Hack’s favorite novel is Dashiell Hammet’s The Maltese Falcon, which contains a scene in which a thousand dollar bill goes missing, so detective Sam Spade performs a strip search on the femme fatale anti-heroine. The scene was excised from the famous 1941 film version starring Humphrey Bogart (when the notorious Production Code in effect at the time didn’t permit such onscreen shenanigans) but it’s included in the 1931 pre-code adaptation in which the luscious Bebe Daniels is the recipient of the humiliating frisk.
When Hack wrote this rip-off of the Hammet story, he included the pat-down, but he inexplicably made Jonny M. the target of it instead of the female lead (who is physically an exact double for Bebe Daniels). The result is disturbing, to say the least.
Hack was bingeing The Pitt one night and dreamed this novel up when he went to sleep. After that, we had to make him promise not to do any more binge watching.
Boris felt his fur prickle the moment the steel door clanged shut behind him. The corridor outside the holding ward for homicidal lunatics smelled like bleach, cold coffee, and regret. His little paws clicked against the tile as he hurried toward the exit, Hannibal Lechter’s velvet-smooth voice still echoing in his ears. The meeting had yielded answers—but answers didn’t slow the ticking clock. Somewhere in Van Nuys, Buffalo Jill was sharpening her dreams with a knife, and Jonny’s elephant-like epidermis was already measured for the next addition to her chilling man suit.
Across town, Jonny hung in a nightmare cut straight from a pulp magazine cover. A dirt pit in a suburban basement. A single bulb swinging like a drunk with a secret. Above him stood Jill, looming over the edge, her shadow falling across him like a funeral veil. She was dressed down to a black tank top and the same model of blood red thong that Jonny had recently purchased at Victoria’s Secret to stuff in his mouth when he took his mid-afternoon naps.

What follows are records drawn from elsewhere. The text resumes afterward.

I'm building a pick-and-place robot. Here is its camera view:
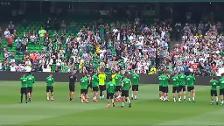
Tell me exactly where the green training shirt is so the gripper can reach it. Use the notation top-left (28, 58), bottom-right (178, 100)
top-left (210, 79), bottom-right (219, 90)
top-left (92, 74), bottom-right (99, 87)
top-left (122, 78), bottom-right (131, 91)
top-left (186, 75), bottom-right (195, 87)
top-left (179, 74), bottom-right (186, 86)
top-left (172, 75), bottom-right (179, 87)
top-left (219, 77), bottom-right (224, 89)
top-left (115, 74), bottom-right (123, 86)
top-left (80, 76), bottom-right (89, 89)
top-left (20, 76), bottom-right (27, 88)
top-left (107, 81), bottom-right (115, 93)
top-left (131, 73), bottom-right (140, 85)
top-left (159, 74), bottom-right (169, 87)
top-left (46, 76), bottom-right (54, 86)
top-left (26, 75), bottom-right (35, 87)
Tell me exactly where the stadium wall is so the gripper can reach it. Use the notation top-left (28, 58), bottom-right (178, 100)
top-left (0, 71), bottom-right (211, 85)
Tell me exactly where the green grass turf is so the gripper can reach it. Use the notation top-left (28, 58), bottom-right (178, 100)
top-left (0, 81), bottom-right (224, 126)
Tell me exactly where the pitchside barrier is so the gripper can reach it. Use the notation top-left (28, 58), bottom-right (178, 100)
top-left (0, 71), bottom-right (217, 85)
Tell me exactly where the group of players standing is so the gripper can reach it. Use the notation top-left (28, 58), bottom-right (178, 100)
top-left (20, 70), bottom-right (140, 107)
top-left (210, 74), bottom-right (224, 105)
top-left (69, 71), bottom-right (140, 107)
top-left (158, 72), bottom-right (195, 102)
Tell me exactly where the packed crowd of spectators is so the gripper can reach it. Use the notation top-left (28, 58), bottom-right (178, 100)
top-left (0, 18), bottom-right (224, 75)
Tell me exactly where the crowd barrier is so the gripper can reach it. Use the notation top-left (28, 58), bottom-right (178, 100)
top-left (0, 71), bottom-right (214, 85)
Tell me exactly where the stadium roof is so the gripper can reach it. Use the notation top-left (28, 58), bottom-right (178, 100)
top-left (9, 0), bottom-right (224, 3)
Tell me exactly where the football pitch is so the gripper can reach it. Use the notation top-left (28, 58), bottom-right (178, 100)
top-left (0, 81), bottom-right (224, 126)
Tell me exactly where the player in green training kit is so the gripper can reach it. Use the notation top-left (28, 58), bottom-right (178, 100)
top-left (172, 74), bottom-right (180, 102)
top-left (20, 74), bottom-right (27, 103)
top-left (115, 71), bottom-right (123, 98)
top-left (80, 75), bottom-right (89, 103)
top-left (92, 73), bottom-right (99, 102)
top-left (121, 73), bottom-right (131, 108)
top-left (159, 73), bottom-right (169, 101)
top-left (26, 73), bottom-right (35, 102)
top-left (106, 81), bottom-right (115, 108)
top-left (186, 73), bottom-right (195, 102)
top-left (219, 74), bottom-right (224, 105)
top-left (98, 71), bottom-right (107, 99)
top-left (178, 73), bottom-right (186, 101)
top-left (131, 72), bottom-right (140, 100)
top-left (210, 77), bottom-right (219, 105)
top-left (46, 74), bottom-right (54, 101)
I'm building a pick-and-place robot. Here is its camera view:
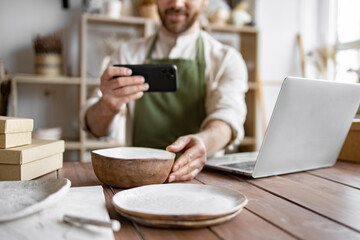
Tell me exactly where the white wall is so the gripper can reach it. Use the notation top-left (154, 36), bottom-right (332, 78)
top-left (256, 0), bottom-right (327, 143)
top-left (0, 0), bottom-right (81, 141)
top-left (0, 0), bottom-right (329, 150)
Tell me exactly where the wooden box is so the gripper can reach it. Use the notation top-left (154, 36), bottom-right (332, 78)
top-left (0, 139), bottom-right (65, 181)
top-left (339, 119), bottom-right (360, 163)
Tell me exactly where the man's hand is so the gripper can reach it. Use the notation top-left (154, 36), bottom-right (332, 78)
top-left (85, 67), bottom-right (149, 136)
top-left (166, 135), bottom-right (206, 182)
top-left (166, 120), bottom-right (232, 182)
top-left (100, 67), bottom-right (149, 113)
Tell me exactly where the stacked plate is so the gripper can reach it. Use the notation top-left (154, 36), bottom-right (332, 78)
top-left (113, 183), bottom-right (248, 228)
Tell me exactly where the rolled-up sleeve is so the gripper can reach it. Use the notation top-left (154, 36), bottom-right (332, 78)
top-left (202, 45), bottom-right (248, 149)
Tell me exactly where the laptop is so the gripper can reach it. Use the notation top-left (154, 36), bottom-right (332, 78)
top-left (205, 77), bottom-right (360, 178)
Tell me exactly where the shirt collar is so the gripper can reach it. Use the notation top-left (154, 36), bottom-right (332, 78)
top-left (158, 28), bottom-right (200, 48)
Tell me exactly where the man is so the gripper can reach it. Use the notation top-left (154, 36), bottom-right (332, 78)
top-left (81, 0), bottom-right (247, 182)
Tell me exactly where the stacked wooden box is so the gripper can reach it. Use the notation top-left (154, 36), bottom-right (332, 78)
top-left (0, 116), bottom-right (65, 181)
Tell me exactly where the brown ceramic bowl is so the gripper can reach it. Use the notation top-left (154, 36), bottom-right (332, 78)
top-left (91, 147), bottom-right (175, 188)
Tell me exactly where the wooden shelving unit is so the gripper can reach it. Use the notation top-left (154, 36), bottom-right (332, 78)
top-left (12, 15), bottom-right (258, 162)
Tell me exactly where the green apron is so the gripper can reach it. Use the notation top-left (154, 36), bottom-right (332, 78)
top-left (133, 34), bottom-right (205, 149)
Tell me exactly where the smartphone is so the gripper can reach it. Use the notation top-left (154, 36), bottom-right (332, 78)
top-left (114, 64), bottom-right (179, 92)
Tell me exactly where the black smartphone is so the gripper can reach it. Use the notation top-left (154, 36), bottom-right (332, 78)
top-left (114, 64), bottom-right (178, 92)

“It puts the lotion on its skin or else it gets the hose again,” Buffalo Jill crooned, voice syrupy and cruel. She nudged a bottle of Jergens toward him with the toe of her boot. The smell of cheap roses filled the pit as Jonny worked the lotion into his wrinkled hide. Truth was, he liked how the salve opened up his stubborn pores, but he’d written enough erotic fiction for publication on the Dark Web based on this very scenario to know that he had to stretch out the perverse torment in order to intensify the amorous climax. Jonny tilted his head back, eyes half-lidded with defiance and mischief, playing his part like a second-rate actor chasing a first-class curtain call.
“First,” he said, voice low and steady, “tell me how naughty I’ve been.”